A non funzionare stavolta è, detto molto semplicemente, la scrittura. C’è una sensazione che associo automaticamente alla lettura di un libro dei Wu Ming ed è lo spaesamento delle prime 10/20 ore di Morrowind (dovete perdonarmi, ma sono pur sempre un [ex]videogiocatore). In Morrowind, il giocatore arriva in un porto nebbioso in mezzo al nulla (la quantità di nebbia è inversamente proporzionale alla potenza della GPU), nel bel mezzo di lotte di potere che non comprende, sperduto in un territorio ostile con la capacità di sopravvivenza di una lumaca senza guscio in un contest di tip tap. Ma poi, dopo tanta fatica, si arriva a un punto dove le cose prendono a girare come devono, si trova finalmente l’orientamento e le Ashland, le lande in cui il giocatore è sbarcato, diventano familiari come le strade di casa (forse anche di più).

È più o meno questo ciò che ho vissuto in Q [miglior romanzo italiano del dopoguerra, NdClaudio] e ne L’Armata dei Sonnambuli (ma che ho ritrovato anche in questo bellissimo articolo [prima parte, seconda parte]), quando, dal caos delle prime cento/duecento pagine, gli eventi cominciano a delinearsi in una forma comprensibile e ad ordinarsi in traiettorie intelligibili. È in quel preciso momento che si realizza la meraviglia della loro scrittura: quando il quadro completo prende la sua forma definitiva e il lettore sa esattamente dove si trova. La vita dopotutto è fatta di eventi che si presentano caotici e ci travolgono spesso senza un ordine o un motivo preciso, ed è pure vero che siamo noi ad interpretarli come un sistema di cause ed effetti.

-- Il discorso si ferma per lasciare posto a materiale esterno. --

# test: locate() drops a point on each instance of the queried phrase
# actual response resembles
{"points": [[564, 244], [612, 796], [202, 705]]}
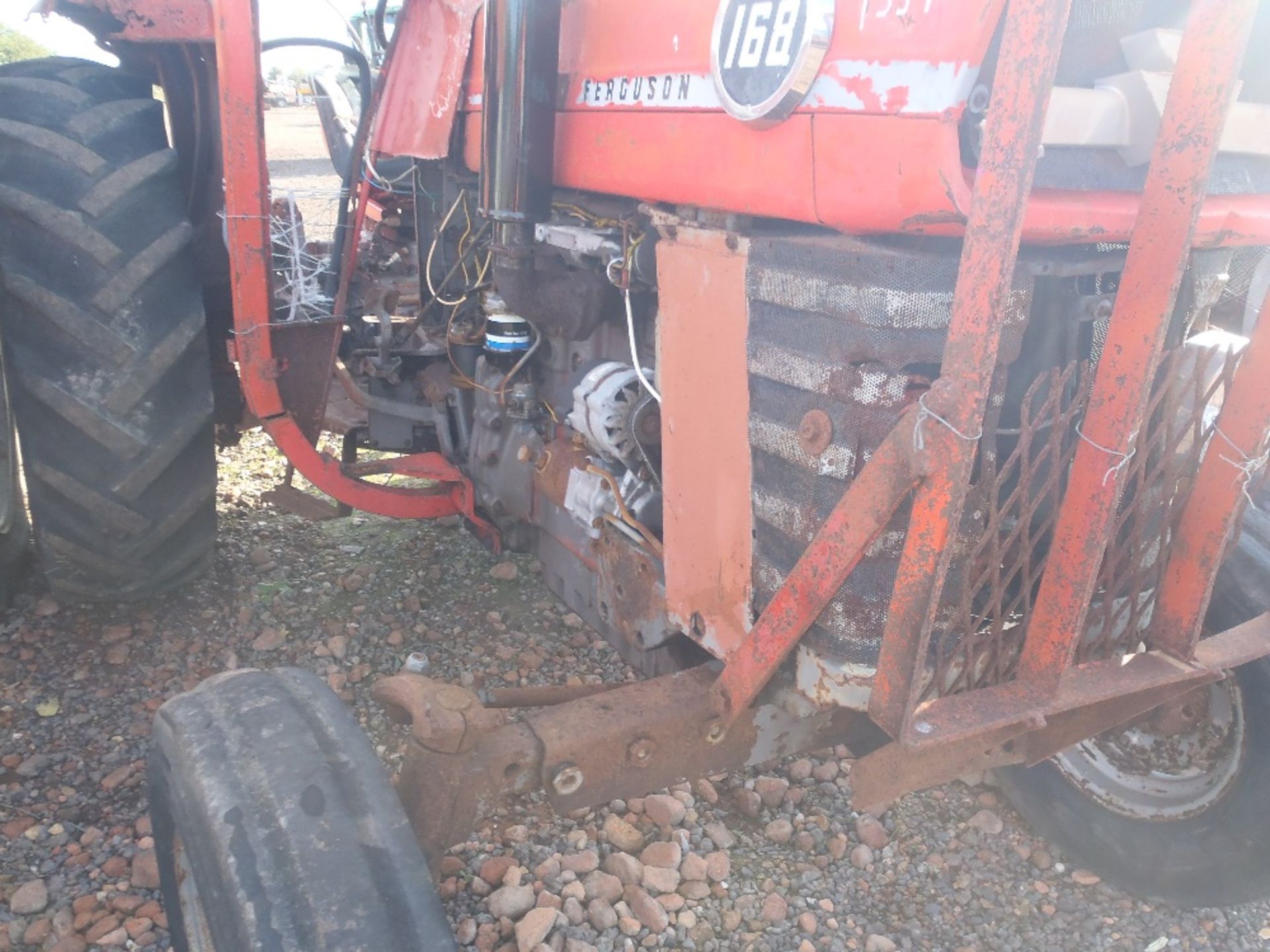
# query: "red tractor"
{"points": [[874, 372]]}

Bisogna dire che anche Proletkult inizia con le stesse premesse, tuttavia, purtroppo, l’effetto Morrowind si esaurisce tutto nelle pagine del prologo. Da lì in avanti, la narrazione diventa subito una linea retta, dove lo l’intreccio procede avanti e indietro su una traiettoria perfettamente bidimensionale. Nulla di male in questo, non per forza bisogna mettere in piedi un labirinto tutte le volte che si vuole raccontare una storia. Ciò che trovo poco efficace qui è lo stile di prosa estremamente didascalico, dove gli eventi vengono scanditi lentamente. Il romanzo ritrova brio negli ultimi capitoli, aiutato anche dall’inerzia che prendono i fatti verso la commovente risoluzione finale, ma, nel mezzo, la lettura avanza affannosamente come su un terreno fradicio.

Non un romanzo brutto, dicevo, ma un mezzo colpo a vuoto: è come un film che parte da ottime basi di soggetto e sceneggiatura, ma dove una regia pedestre rovina il risultato complessivo. Per molti aspetti posso dirmi contento di averlo letto, cionondimeno non riesco a metterlo sullo stesso piano dei loro precedenti lavori, né lo consiglierei a chi mi chiedesse da che parte cominciare per approcciarsi alla loro bibliografia.